Если бы всё не было так серьёзно – сначала от паники, потом от накатившего неожиданно даже для него возбуждения – он не удержался бы от улыбки над ошарашенностью Пита.
Ну ещё бы, даже не в полной мере представляя самого себя сейчас со стороны, Нейтан догадывался, что медлительность, с которой он вытаскивает изо рта пальцы… и ниточка слюны, коротко потянувшаяся вслед… – всё это было вне того, что Питер мог бы ожидать от любой из ипостасей, которыми успел для него стать лежащий под ним старший брат.
И лучше не представлять, что там творилось с его взглядом, да Нейтан и не представлял, но прекрасно знал, как на него реагируют все, кому повезло или не повезло столкнуться с режимом «призыва», и он редко пользовался этим взглядом вне политики или постели, а с Питером и вовсе раньше не рисковал его «включать», потому что и без этого их каждый раз уносило в безумие… но вот теперь, теперь он врубил этот взгляд на такую мощность, о которой раньше и не подозревал.
…Да же, Пит? – мысленно «проговорил» Нейтан, сузив глаза, будто стараясь ещё сильнее заострить своё главное «оружие», кажется, только этим удерживая сейчас брата на плаву сознания, – …ну же, Пит… ты не можешь сейчас читать мысли, но ты ведь всё чувствуешь…
Он потянулся к тяжело дышащему над ним брату, но остановился за мгновение до касания, будто магнитом заставляя того самому податься навстречу. Дождался первого неловкого «тычка», и расслабился под новым напором Питера, подставляясь под его руки и губы, влажные от пота и ещё не высохших после кошмара слёз, позволяя беспорядочно впиваться в себя, буквально вылизывать свой мокрый, только что «запятнавший» себя совершенно не сенаторскими и не братскими деяниями рот.

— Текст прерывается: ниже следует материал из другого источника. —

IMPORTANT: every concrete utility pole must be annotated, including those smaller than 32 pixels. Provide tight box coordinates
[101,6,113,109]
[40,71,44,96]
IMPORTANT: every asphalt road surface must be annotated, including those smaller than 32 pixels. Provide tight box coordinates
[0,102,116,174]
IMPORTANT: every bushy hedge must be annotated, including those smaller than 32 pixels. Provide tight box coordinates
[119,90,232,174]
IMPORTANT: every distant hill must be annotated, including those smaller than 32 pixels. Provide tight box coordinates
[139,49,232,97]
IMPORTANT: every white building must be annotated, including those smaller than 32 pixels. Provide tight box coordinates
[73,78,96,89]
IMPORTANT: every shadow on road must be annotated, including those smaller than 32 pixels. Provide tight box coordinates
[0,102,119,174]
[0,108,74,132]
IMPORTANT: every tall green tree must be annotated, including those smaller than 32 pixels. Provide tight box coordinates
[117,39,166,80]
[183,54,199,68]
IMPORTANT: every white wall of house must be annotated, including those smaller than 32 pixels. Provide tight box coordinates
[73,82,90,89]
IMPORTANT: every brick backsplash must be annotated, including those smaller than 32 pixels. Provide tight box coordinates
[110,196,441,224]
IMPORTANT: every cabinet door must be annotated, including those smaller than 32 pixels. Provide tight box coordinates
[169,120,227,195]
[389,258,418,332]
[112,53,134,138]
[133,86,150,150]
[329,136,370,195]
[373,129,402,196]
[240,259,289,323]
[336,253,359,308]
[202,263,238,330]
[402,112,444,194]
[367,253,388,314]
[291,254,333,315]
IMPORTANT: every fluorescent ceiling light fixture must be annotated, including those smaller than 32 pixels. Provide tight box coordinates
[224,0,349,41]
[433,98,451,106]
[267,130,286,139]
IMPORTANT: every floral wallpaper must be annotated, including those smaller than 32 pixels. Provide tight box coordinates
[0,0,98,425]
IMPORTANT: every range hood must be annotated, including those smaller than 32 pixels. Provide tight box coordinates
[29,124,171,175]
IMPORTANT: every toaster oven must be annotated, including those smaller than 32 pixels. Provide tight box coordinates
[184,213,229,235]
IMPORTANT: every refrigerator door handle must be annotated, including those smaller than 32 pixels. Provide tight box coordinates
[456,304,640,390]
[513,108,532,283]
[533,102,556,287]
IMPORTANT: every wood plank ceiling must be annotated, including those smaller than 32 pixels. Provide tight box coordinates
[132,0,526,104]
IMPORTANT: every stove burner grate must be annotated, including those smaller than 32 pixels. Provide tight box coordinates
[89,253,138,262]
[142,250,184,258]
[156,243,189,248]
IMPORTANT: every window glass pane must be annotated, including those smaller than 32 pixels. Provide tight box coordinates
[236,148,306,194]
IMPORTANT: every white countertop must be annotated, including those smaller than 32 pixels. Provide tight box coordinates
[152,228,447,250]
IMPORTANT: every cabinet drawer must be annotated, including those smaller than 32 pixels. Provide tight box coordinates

…Чувствуешь? Ты отдаёшься мне, но и ведёшь – ты.
Он не претендовал на инициативу и не ограничивал Пита ни в чём, давая тому лишь возможность зацепиться за реальность. За что-то конкретное. Осязаемое.
Просто иное, чем обычно.
И не думал о том, насколько же всё-таки иное.
И о том, что всё последнее время – он сдерживался с Питом. Не эмоционально, нет, наоборот, казалось, что из всего имеющегося у него набора эрогенных зон он позволял себе пользоваться только сердцем и мозгом, придерживая в узде порывы тела. Сдерживался не так категорично и не так безысходно, как раньше, когда и думать-то себе не позволял о чём-то большем, чем объятия – но всегда. Не для того, чтобы лишить чего-то Пита. Только из-за себя самого. И нельзя сказать, что он себя в чём-то винил, и потому считал недостойным. Да он даже толком не осознавал это. Просто Пит… это же Пит. Одновременно родной и недосягаемый, имеющее полное право на любые виды счастья и наслаждения, и вести его туда Нейтан позволял себе какими угодно способами. Но вот «сопровождать» его в этом он позволял себе только на эмоциях, принимая только те физические стимуляции, на которые отваживался в его отношении сам Питер. И на самом деле эмоций было более, более чем достаточно, потому что иногда от одной только мысли о том, что, собственно говоря, между ними происходит, его сердце заходилось в аритмии, а штаны становились нестерпимо тесными. От одной только мысли…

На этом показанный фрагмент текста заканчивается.